- Born: 1984 or 1985 (age 40–41)
- Education: Northwestern University
- Occupations: Actress, radio presenter
- Years active: 2008-present
- Notable work: From a Whisper (2008)

= Corine Onyango =

Kenyan actress and radio presenter

Corine Onyango (born ) is a Kenyan actress and radio presenter.

==Biography==
Corine Amolo Onyango was born in Cote D' Ivoire. Her father, Tony Elisha Onyango worked for the African Development Bank. Her mother, Ruth Apondi nee Ogola worked as head administration at various international schools including Abidjan, Nairobi, and Tunis. She has two sisters, Janet and Annabel, and a brother, Tony.
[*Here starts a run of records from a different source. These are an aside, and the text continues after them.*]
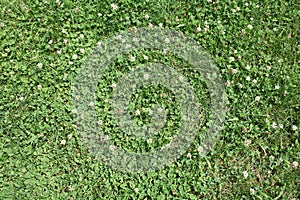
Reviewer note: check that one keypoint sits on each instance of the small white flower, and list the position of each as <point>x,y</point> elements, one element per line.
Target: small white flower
<point>295,164</point>
<point>231,59</point>
<point>146,76</point>
<point>200,149</point>
<point>114,6</point>
<point>40,65</point>
<point>245,174</point>
<point>149,141</point>
<point>257,98</point>
<point>132,58</point>
<point>137,112</point>
<point>145,57</point>
<point>63,142</point>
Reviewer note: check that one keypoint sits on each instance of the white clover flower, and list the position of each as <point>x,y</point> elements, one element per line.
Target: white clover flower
<point>40,65</point>
<point>245,174</point>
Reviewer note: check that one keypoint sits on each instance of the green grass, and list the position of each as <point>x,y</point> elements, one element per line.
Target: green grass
<point>259,136</point>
Onyango attended Northwestern University, where she studied communications and graduated in 2007. After graduation, she came back to Kenya on vacation and ended up deciding to stay. Onyango found a job as a radio presenter after her cousin Nina Ogot mention that there was an opening at Homeboyz Radio. She became the host of ‘The Jumpoff’, a hip hop show. Onyango described it as a step by step learning experience for the company and herself.

In 2008, Onyango made her film debut in Wanuri Kahiu's From a Whisper. She plays Tamani, the daughter of a businessman who learns that her long-absent mother was killed in the 1998 bombing in Nairobi, and copes by making graffiti in the memorial park. She was nominated for Best Actress in a Leading Role at the Africa Movie Academy Awards. In 2010, Onyango voiced the dragonfly in the children's TV series Tinga Tinga Tales.

Onyango has a young son, King Kwe. She speaks English and French.